A web interface for the Subscript handwritten text recognition (HTR) pipeline. Upload images of handwritten manuscripts, run AI-powered transcription, correct results in a built-in page editor, and export searchable PDFs — all from the browser.
Subscript App wraps the Subscript Python module in a full-stack web application. The core pipeline uses Kraken for layout segmentation, LLMs (Google Gemini, OpenAI, Anthropic) for handwriting transcription, and ReportLab for searchable PDF generation. This application adds a web-based document management layer, an integrated PAGE XML editor for correcting transcription output, and asynchronous job processing so long-running transcriptions don't block the interface.
The application runs as a set of Docker containers:
| Service | Description | Port |
|---|---|---|
| frontend | Web UI | 8080 (configurable) |
| backend | FastAPI REST API | 8001 |
| worker | Celery task worker for async transcription jobs | — |
| page-editor | PHP-based PAGE XML editor (nw-page-editor) | 8002 |
| redis | Message broker for Celery | 6379 |
Data is persisted in a SQLite database (Docker volume) and a local documents/ directory for manuscript images and output files.
- Backend: Python, FastAPI, Celery, SQLite
- Frontend: JavaScript, CSS, HTML
- Page Editor: PHP (nw-page-editor)
- HTR Engine: Subscript (Kraken + LLM transcription)
- Infrastructure: Docker Compose, Redis
- Authentication: LDAP/LDAPS support, local admin accounts
Login screen with LDAP and guest access tabs, set against a manuscript background.
The main dashboard listing transcribed documents with thumbnail previews, status indicators, and actions for editing, sharing, and downloading files.
Drag-and-drop upload interface for adding new manuscript images (JPG/PNG). Multiple images can optionally be merged into a single PDF.
Configuration panel for tuning the transcription pipeline — select the LLM model and temperature, customize the system prompt, adjust image preprocessing (resize, contrast, binarize/invert), and choose the layout segmentation model.
Side-by-side editor showing the original manuscript image with segmented line regions (left) and the corresponding transcription text (right). Lines can be selected and corrected individually, then saved back to update the PDF.
A searchable PDF generated by the pipeline. The original manuscript image is preserved while an invisible text layer enables full-text search — here, a search for "panama" highlights the match directly on the handwritten page.
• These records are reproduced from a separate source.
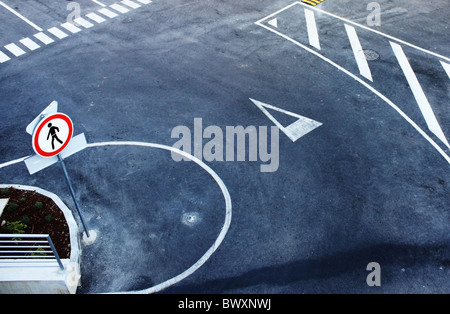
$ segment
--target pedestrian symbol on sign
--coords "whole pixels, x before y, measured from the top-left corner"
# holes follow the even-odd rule
[[[48,135],[47,135],[47,141],[50,138],[50,135],[52,136],[52,149],[55,149],[55,140],[57,140],[59,142],[59,144],[62,144],[63,142],[58,138],[58,135],[56,134],[56,132],[59,132],[59,128],[56,126],[52,126],[51,123],[48,124],[49,127],[49,131],[48,131]]]

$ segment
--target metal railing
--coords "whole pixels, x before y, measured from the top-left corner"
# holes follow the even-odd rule
[[[0,234],[0,267],[64,266],[48,234]]]

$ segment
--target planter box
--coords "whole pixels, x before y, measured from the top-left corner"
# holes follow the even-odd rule
[[[74,294],[80,284],[81,247],[78,225],[72,212],[53,193],[40,188],[23,185],[0,185],[0,188],[15,188],[18,190],[35,191],[51,198],[63,212],[70,232],[70,258],[61,259],[64,270],[56,266],[43,266],[34,262],[22,260],[1,260],[0,262],[0,293],[9,294]],[[17,236],[20,238],[20,235]]]

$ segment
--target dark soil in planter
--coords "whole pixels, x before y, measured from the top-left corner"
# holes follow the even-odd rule
[[[8,222],[26,225],[25,234],[49,234],[60,258],[70,257],[70,232],[63,212],[51,198],[34,191],[1,189],[0,198],[9,198],[0,217],[0,233],[12,233]]]

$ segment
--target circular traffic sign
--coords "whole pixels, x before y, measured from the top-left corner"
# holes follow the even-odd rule
[[[41,120],[33,133],[33,149],[41,157],[53,157],[61,153],[73,135],[73,123],[63,113],[55,113]]]

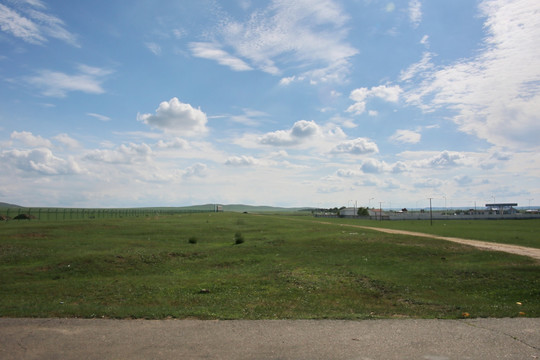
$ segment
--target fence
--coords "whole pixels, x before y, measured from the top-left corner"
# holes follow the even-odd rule
[[[107,219],[122,217],[145,217],[157,215],[193,214],[215,212],[214,209],[77,209],[77,208],[0,208],[0,217],[12,220],[17,217],[37,220],[82,220],[82,219]]]
[[[540,214],[530,214],[530,213],[516,213],[516,214],[489,214],[489,213],[476,213],[476,214],[459,214],[459,215],[450,215],[450,214],[441,214],[433,213],[432,215],[429,212],[410,212],[410,213],[393,213],[388,212],[382,215],[372,215],[372,216],[339,216],[336,214],[313,214],[315,217],[326,217],[326,218],[346,218],[346,219],[359,219],[359,220],[528,220],[528,219],[540,219]]]

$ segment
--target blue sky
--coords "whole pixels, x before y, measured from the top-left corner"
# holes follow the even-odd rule
[[[0,0],[0,201],[540,201],[537,0]]]

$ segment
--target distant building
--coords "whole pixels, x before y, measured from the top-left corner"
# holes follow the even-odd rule
[[[486,208],[489,212],[495,214],[516,214],[517,210],[514,209],[514,206],[517,206],[517,203],[497,203],[497,204],[486,204]]]
[[[339,210],[339,216],[357,216],[358,208],[349,207]]]

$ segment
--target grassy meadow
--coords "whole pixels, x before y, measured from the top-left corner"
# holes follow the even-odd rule
[[[540,248],[540,219],[527,220],[396,220],[321,218],[321,221],[422,232]]]
[[[200,213],[3,222],[0,316],[540,316],[532,259],[316,221]],[[519,226],[511,234],[529,236]]]

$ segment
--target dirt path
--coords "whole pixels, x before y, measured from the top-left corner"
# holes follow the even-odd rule
[[[319,224],[328,224],[328,225],[337,225],[336,223],[325,222],[325,221],[317,221],[317,223],[319,223]],[[410,236],[425,237],[425,238],[431,238],[431,239],[453,241],[453,242],[464,244],[464,245],[474,246],[475,248],[482,249],[482,250],[503,251],[503,252],[507,252],[507,253],[510,253],[510,254],[528,256],[528,257],[531,257],[533,259],[536,259],[536,260],[540,261],[540,249],[530,248],[530,247],[526,247],[526,246],[493,243],[493,242],[480,241],[480,240],[461,239],[461,238],[455,238],[455,237],[447,237],[447,236],[439,236],[439,235],[433,235],[433,234],[419,233],[419,232],[414,232],[414,231],[385,229],[385,228],[362,226],[362,225],[352,225],[352,224],[339,224],[339,225],[340,226],[353,227],[353,228],[359,228],[359,229],[365,229],[365,230],[374,230],[374,231],[379,231],[379,232],[383,232],[383,233],[387,233],[387,234],[410,235]]]

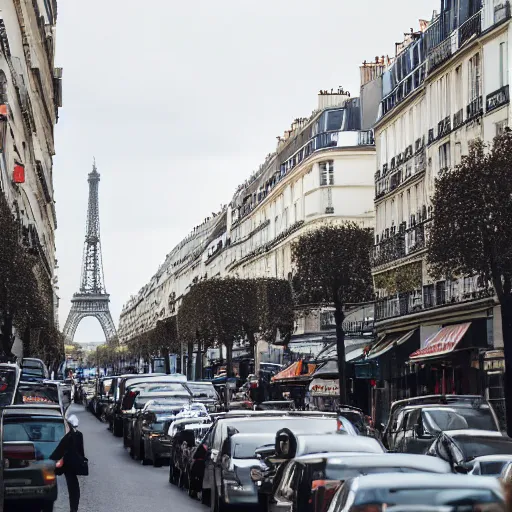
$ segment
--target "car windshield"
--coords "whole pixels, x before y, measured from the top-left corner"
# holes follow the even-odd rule
[[[466,460],[484,455],[512,454],[512,441],[506,437],[455,436],[454,440],[462,448]]]
[[[48,459],[64,434],[62,419],[38,417],[4,419],[4,442],[33,442],[37,459]]]
[[[480,475],[500,476],[505,464],[508,464],[508,462],[498,460],[480,462]]]
[[[498,430],[488,406],[473,409],[470,407],[425,409],[425,423],[434,430]]]
[[[187,390],[185,389],[183,384],[180,384],[179,382],[173,382],[168,384],[158,382],[155,384],[141,384],[141,386],[144,386],[144,390],[148,393],[176,391],[178,394],[188,396]]]
[[[110,388],[112,386],[112,379],[104,379],[100,384],[100,393],[102,395],[110,394]]]
[[[364,475],[380,475],[382,473],[423,473],[420,469],[400,467],[363,467],[363,468],[349,468],[349,467],[336,467],[334,465],[327,465],[323,473],[322,480],[340,480],[345,481],[349,478]],[[320,480],[320,478],[319,478]]]
[[[0,370],[0,407],[11,405],[16,387],[16,370],[2,368]]]
[[[360,489],[357,492],[355,504],[386,504],[396,505],[477,505],[482,503],[497,503],[500,498],[488,489]]]
[[[165,398],[155,398],[155,397],[146,397],[146,396],[138,396],[135,399],[135,403],[133,406],[135,409],[144,409],[144,406],[149,402],[153,402],[153,405],[155,407],[159,408],[167,408],[167,409],[174,409],[183,407],[183,405],[188,403],[188,400],[184,397],[181,399],[180,397],[169,397],[168,399]]]
[[[217,393],[213,386],[203,386],[201,384],[191,384],[187,385],[188,389],[194,396],[194,398],[214,398],[217,399]]]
- Docker and Docker Compose
- API key(s) for at least one supported LLM provider:
-
Clone the repository (including the
subscriptsubmodule):git clone --recurse-submodules https://github.com/eluhrs/subscript-app.git cd subscript-appIf you already cloned without
--recurse-submodules:git submodule update --init --recursive
-
Create your environment file:
cp example.env .env
Then edit
.envand fill in your values:# REQUIRED — generate with: python3 -c "import secrets; print(secrets.token_hex(32))" SECRET_KEY=your_generated_secret_key # At least one API key is required GEMINI_API_KEY=your_key_here OPENAI_API_KEY=your_key_here ANTHROPIC_API_KEY=your_key_here # Frontend port (default: 8080) APP_PORT=8080 # LDAP authentication (optional) LDAP_ENABLED=true LDAP_SERVER_URL=ldaps://your.ldap.server:636 LDAP_USER_DN_TEMPLATE=uid={username},dc=example,dc=com
-
Initialize the database file (Docker requires it to exist before mounting):
touch subscript.db
-
Create the documents directory:
mkdir documents
-
Build and start the application:
docker compose up -d --build
-
Create a local admin account (if not using LDAP):
./create_local_admin.sh
Once running, the application is available at:
| URL | Description |
|---|---|
http://localhost:8080 |
Web interface |
http://localhost:8001/docs |
API documentation (Swagger UI) |
http://localhost:8002 |
PAGE XML editor (also accessible from within the web UI) |
- Upload manuscript images through the web interface.
- Configure segmentation and transcription model settings.
- Run the transcription pipeline — jobs are processed asynchronously by the Celery worker.
- Review & correct results using the integrated PAGE XML editor.
- Export searchable PDFs with the original images and a hidden text layer.
Model configuration is managed through YAML config files in the config/ directory. The Subscript module supports defining multiple segmentation and transcription models with per-model settings for prompts, temperature, token costs, and provider-specific parameters. See the Subscript documentation for the full configuration reference.
- Subscript — The command-line HTR pipeline that powers this application. Can also be used standalone for batch processing.
- nw-page-editor — The PAGE XML editor integrated into this app.
- Kraken — OCR/HTR engine used for layout segmentation.
GNU General Public License v3.0
This program is free software: you can redistribute it and/or modify it under the terms of the GNU General Public License as published by the Free Software Foundation, either version 3 of the License, or (at your option) any later version. See LICENSE for details.